Originally Posted by raed
Hi All;
I need the solution of the following question :
Find the inverse Laplace Transform of $\frac{1}{s^n-1} ; n$ is postive integer

use formula for inverse Laplace transformation :D
just solve integral...

$\displaystyle f(t)= \frac {1}{2\pi i} \lim_{T \to \infty } \int _{\sigma - iT} ^{\sigma + iT } F(S) e^{st} ds$
• Aug 18th 2010, 08:23 AM
chisigma
A confortable alternative is to develop $F(s)$ in partial fractions...

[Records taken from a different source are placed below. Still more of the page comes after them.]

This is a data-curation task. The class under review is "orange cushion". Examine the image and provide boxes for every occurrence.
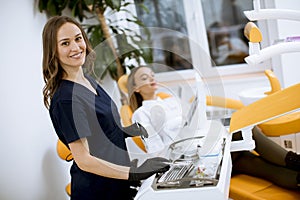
[229,174,300,200]
[258,112,300,137]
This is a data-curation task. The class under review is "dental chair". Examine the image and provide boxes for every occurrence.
[118,71,300,200]
[56,139,73,196]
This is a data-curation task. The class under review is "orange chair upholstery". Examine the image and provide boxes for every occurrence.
[118,71,300,200]
[56,140,73,196]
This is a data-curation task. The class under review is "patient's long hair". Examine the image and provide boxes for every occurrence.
[127,66,150,112]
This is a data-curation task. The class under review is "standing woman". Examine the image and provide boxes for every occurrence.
[43,16,169,200]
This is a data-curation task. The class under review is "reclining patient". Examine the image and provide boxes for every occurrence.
[127,66,300,190]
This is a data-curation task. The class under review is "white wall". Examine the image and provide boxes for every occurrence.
[0,0,70,200]
[274,0,300,87]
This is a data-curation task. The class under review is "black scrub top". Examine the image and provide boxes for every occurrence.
[49,76,130,200]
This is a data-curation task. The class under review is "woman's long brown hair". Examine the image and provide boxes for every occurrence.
[42,16,95,109]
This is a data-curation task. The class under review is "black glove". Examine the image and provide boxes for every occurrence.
[128,157,170,181]
[123,123,148,138]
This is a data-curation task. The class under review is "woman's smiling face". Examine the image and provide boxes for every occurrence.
[134,67,158,95]
[57,22,86,71]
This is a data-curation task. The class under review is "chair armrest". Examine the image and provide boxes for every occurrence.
[230,84,300,133]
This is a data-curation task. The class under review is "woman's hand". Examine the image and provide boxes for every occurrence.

$\displaystyle \frac{1}{s^{n}-1} = \sum_{k=0}^{n-1}\frac {r_{k}}{s-e^{i 2 \pi \frac{k}{n}}} = \sum_{k=0}^{n-1}\frac {e^{i 2 \pi \frac{k}{n}}}{n\ (s-e^{i 2 \pi \frac{k}{n}})}$ (1)

... so that is...

$\displaystyle \mathcal {L}^{-1} \{\frac{1}{s^{n}-1} \} = \sum_{k=0}^{n-1}\frac {e^{i 2 \pi \frac{k}{n}}}{n}\ e^{i 2 \pi \frac{k}{n}\ t}$ (2)

Kind regards

$\chi$ $\sigma$
• Aug 18th 2010, 08:37 AM
Ackbeet
Which, considering the contour you'd have had to integrate over, and the residue calculus you'd have had to do in order to compute the integral, probably amounts to the same underlying math.